Motivation: Both β-value and M-value have been used as metrics to measure methylation levels. The M-value is more statistically valid for the differential analysis of methylation levels. However, the β-value is much more biologically interpretable and needs to be reported when M-value method is used for conducting differential methylation analysis. There is an urgent need to know how to interpret the degree of differential methylation from the M-value. In M-value linear regression model, differential methylation M-value ΔM can be easily obtained from the coefficient estimate, but it is not straightforward to get the differential methylation β-value, Δβ since it cannot be obtained from the coefficient alone.

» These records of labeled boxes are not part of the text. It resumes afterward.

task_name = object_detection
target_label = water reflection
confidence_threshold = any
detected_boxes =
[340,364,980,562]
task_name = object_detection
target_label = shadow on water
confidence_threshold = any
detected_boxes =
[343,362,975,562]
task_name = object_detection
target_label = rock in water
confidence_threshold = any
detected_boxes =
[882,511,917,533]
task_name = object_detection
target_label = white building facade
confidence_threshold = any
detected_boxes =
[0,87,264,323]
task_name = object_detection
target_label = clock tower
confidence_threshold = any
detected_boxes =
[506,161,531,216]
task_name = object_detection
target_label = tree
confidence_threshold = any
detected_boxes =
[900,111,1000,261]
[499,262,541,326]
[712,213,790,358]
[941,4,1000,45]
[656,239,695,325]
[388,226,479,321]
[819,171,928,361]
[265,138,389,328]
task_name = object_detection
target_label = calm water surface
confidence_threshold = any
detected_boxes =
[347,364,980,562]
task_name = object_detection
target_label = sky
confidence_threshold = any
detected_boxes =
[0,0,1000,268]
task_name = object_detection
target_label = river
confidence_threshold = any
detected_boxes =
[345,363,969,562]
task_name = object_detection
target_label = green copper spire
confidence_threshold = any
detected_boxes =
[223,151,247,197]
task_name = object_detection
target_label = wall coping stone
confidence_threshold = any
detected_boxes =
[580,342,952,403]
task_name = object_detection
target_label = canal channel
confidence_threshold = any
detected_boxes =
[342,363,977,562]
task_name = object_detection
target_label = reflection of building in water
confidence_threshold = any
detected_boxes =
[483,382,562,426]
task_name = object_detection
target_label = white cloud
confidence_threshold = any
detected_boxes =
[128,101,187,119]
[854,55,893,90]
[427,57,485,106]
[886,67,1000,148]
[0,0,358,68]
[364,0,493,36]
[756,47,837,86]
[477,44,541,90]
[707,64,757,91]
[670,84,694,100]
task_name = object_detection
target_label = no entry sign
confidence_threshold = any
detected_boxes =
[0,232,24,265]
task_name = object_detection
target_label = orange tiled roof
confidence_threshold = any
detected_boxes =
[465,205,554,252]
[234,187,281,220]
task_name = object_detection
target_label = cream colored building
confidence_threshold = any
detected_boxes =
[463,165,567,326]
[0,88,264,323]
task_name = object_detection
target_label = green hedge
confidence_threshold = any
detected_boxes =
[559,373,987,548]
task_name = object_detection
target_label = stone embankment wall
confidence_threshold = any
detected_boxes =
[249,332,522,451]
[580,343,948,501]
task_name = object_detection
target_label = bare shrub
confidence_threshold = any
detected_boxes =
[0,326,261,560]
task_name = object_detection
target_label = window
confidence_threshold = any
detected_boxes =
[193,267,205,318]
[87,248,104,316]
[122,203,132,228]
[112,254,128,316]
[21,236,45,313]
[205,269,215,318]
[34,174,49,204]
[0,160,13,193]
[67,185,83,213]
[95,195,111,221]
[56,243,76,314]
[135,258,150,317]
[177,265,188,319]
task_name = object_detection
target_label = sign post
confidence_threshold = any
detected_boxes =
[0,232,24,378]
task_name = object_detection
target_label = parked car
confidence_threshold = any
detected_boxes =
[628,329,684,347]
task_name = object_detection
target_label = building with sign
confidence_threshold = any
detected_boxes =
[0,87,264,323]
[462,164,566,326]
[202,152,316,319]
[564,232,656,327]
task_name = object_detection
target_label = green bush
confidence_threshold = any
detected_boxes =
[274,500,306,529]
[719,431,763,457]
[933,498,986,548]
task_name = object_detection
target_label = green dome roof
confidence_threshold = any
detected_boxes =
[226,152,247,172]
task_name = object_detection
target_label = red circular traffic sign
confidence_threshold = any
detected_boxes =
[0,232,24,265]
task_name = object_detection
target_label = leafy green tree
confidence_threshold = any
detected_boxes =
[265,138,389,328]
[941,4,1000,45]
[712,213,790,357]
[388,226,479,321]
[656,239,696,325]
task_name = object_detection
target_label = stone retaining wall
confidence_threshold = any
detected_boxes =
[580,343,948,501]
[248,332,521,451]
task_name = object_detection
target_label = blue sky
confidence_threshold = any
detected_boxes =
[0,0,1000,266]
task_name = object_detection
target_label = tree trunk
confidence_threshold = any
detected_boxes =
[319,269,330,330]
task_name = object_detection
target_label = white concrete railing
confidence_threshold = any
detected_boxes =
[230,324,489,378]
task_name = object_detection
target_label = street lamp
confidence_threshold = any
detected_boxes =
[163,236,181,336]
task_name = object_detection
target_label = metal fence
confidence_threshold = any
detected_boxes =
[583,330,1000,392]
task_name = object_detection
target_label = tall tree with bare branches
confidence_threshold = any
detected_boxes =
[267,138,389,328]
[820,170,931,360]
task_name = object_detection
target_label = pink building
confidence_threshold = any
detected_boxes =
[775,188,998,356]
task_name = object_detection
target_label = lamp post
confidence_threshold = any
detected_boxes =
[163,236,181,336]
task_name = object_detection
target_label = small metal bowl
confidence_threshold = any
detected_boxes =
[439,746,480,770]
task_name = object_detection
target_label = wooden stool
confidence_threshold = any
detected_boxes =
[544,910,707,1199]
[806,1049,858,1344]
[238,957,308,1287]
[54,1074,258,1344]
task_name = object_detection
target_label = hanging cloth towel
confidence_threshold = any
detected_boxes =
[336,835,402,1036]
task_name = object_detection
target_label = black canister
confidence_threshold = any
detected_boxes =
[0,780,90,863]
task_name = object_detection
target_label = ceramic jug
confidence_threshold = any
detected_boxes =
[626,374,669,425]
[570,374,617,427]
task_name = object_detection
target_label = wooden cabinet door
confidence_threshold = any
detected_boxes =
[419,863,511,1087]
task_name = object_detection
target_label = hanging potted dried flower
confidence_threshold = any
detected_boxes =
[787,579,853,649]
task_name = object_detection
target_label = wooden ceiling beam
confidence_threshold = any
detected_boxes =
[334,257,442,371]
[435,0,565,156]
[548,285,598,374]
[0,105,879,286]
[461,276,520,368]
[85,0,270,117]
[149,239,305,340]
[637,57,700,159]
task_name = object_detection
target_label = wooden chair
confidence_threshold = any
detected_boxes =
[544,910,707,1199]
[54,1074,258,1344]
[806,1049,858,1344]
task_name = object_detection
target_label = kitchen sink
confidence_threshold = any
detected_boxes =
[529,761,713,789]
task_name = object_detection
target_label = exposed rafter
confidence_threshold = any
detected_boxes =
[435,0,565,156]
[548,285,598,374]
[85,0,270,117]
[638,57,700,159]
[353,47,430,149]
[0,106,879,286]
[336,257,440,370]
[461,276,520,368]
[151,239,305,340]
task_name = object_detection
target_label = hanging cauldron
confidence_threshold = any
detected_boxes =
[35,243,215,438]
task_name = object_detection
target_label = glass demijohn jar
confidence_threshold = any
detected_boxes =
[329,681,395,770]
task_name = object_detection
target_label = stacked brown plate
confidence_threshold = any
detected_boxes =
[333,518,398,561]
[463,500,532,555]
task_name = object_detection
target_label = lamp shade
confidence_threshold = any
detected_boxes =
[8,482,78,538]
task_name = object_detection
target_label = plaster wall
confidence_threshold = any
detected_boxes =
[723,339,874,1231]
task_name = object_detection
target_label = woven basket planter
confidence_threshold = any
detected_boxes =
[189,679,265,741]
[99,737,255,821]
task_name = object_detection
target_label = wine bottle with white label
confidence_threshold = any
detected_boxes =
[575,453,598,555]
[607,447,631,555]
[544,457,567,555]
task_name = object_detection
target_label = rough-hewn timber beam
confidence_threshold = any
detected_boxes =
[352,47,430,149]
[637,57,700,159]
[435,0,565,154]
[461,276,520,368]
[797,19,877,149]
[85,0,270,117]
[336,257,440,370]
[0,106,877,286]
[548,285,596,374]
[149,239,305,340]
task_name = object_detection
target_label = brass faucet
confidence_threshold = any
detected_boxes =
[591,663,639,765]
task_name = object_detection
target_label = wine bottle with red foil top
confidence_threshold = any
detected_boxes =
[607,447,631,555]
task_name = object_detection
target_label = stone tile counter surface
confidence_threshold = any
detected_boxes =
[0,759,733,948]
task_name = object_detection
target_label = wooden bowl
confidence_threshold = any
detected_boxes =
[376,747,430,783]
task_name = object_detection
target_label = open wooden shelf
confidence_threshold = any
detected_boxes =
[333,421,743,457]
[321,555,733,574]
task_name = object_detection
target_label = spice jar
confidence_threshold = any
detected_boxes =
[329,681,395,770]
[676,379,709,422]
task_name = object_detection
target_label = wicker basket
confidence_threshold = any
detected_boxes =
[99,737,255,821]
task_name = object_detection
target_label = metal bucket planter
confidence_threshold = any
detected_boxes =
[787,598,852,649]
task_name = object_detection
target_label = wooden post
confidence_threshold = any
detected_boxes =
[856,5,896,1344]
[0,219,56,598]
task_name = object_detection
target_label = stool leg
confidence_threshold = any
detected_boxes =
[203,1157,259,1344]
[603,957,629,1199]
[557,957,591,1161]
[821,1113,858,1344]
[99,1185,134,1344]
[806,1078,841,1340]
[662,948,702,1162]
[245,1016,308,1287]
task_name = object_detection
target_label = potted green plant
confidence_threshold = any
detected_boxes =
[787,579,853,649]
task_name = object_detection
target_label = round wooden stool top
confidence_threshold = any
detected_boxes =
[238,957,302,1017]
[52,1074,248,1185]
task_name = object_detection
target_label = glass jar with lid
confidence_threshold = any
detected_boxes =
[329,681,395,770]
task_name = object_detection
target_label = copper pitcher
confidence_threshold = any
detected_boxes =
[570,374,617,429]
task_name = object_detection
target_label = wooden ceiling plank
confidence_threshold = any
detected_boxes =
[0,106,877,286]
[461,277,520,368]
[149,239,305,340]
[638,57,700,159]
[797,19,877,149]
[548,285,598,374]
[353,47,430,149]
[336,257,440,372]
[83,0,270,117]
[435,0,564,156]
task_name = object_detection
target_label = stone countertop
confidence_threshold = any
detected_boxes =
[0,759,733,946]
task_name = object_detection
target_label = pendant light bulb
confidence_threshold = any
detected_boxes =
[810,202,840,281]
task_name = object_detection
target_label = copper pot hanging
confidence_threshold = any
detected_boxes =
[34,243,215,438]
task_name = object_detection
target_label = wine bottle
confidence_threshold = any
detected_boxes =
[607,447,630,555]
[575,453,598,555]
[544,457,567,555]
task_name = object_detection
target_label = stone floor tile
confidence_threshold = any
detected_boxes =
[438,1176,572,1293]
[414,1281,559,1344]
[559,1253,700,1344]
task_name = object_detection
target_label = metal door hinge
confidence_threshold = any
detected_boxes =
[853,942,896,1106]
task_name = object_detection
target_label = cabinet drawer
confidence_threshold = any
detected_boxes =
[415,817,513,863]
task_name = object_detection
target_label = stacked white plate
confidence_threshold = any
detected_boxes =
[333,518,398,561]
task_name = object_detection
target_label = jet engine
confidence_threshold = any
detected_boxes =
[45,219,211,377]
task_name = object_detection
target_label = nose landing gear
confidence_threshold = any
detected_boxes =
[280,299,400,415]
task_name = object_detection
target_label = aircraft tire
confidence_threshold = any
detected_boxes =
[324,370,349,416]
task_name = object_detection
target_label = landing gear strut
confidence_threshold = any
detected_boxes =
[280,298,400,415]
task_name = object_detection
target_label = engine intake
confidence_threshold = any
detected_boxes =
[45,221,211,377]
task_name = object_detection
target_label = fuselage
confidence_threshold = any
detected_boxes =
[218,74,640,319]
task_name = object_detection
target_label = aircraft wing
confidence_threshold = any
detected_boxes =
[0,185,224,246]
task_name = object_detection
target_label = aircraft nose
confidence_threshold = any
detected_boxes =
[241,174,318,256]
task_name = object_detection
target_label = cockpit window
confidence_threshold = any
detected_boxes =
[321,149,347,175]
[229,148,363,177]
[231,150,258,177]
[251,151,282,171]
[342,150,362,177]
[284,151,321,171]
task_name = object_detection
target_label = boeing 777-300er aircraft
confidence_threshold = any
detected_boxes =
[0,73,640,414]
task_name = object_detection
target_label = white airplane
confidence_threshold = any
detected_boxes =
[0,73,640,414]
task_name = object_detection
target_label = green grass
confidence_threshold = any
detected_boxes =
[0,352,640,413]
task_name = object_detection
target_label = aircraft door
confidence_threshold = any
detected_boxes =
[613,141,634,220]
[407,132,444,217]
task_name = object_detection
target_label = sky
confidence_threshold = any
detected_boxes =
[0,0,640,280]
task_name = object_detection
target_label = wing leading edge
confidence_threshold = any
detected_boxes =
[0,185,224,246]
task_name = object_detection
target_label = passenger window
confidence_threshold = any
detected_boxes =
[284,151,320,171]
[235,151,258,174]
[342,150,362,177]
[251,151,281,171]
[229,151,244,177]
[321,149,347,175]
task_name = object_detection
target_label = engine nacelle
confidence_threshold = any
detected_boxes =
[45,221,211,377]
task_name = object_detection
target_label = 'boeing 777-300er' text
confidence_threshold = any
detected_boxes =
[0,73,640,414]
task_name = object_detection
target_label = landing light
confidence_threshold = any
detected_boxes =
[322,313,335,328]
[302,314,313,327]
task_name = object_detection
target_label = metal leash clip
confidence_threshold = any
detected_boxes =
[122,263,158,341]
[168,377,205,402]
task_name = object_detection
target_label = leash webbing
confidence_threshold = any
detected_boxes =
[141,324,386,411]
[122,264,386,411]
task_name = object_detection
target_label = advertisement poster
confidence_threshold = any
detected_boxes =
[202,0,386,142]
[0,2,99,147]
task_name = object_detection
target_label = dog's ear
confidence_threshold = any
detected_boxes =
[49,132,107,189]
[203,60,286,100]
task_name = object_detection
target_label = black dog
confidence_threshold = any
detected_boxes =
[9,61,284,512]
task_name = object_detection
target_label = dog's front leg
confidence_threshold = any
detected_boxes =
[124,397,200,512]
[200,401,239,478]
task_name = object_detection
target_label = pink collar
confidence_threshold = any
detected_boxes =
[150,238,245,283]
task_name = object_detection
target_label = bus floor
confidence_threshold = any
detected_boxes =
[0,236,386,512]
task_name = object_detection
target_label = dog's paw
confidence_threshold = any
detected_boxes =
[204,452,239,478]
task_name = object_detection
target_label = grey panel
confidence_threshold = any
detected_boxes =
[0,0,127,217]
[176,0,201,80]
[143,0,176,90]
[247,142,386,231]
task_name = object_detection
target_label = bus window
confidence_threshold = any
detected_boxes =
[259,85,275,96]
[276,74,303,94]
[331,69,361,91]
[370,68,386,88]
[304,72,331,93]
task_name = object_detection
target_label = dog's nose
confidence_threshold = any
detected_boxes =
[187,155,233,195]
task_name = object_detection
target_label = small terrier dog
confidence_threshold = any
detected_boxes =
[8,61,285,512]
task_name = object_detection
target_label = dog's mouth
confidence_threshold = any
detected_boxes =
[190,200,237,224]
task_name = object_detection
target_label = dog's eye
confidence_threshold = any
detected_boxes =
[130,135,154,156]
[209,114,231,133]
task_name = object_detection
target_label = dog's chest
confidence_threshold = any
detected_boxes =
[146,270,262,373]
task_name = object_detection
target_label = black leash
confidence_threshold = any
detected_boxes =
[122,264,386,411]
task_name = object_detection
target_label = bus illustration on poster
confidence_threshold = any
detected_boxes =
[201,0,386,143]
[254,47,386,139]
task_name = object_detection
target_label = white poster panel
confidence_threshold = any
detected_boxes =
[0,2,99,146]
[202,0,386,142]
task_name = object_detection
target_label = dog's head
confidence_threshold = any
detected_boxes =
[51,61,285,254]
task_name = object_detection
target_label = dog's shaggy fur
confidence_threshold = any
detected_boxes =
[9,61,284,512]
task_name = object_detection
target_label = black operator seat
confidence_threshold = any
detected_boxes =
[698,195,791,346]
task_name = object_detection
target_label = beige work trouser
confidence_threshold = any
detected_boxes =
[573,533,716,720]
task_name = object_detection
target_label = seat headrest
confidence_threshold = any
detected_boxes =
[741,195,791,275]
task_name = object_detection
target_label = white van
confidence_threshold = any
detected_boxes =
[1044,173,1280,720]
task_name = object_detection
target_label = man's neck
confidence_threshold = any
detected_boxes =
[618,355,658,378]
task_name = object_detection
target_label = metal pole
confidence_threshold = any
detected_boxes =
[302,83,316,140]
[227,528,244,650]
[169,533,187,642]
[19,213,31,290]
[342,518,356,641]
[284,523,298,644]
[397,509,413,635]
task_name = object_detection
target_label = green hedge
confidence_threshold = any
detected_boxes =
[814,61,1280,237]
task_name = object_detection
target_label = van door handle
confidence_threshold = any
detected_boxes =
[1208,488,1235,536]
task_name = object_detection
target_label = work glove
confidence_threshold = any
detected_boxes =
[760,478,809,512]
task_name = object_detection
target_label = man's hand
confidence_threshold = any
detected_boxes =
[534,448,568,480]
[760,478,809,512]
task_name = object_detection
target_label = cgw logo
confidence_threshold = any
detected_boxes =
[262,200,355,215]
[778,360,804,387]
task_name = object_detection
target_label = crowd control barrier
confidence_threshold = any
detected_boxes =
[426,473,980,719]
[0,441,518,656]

Results: To fill the gap, we have built a bridge to connect the statistically sound M-value linear regression model and the biologically interpretable Δβ. In this article, three methods were proposed to calculate differential methylation values, Δβ from M-value linear regression model and compared with the Δβ directly obtained from β-value linear regression model. We showed that under the condition that M-value linear regression model is correct, the method M-model-coef is the best among the four methods. M-model-M-mean method works very well too. If the coefficients α0, α2,…αp are not given (as 'MethLAB' package), the M-model-M-mean method should be used. The Δβ directly obtained from β-value linear regression model can give very biased results, especially when M-values are not in (-2, 2) or β-values are not in (0.2, 0.8).
Availability and implementation: The dataset for example is available at the National Center for Biotechnology Information Gene Expression Omnibus repository, GSE104778.
Supplementary information: Supplementary data are available at Bioinformatics online.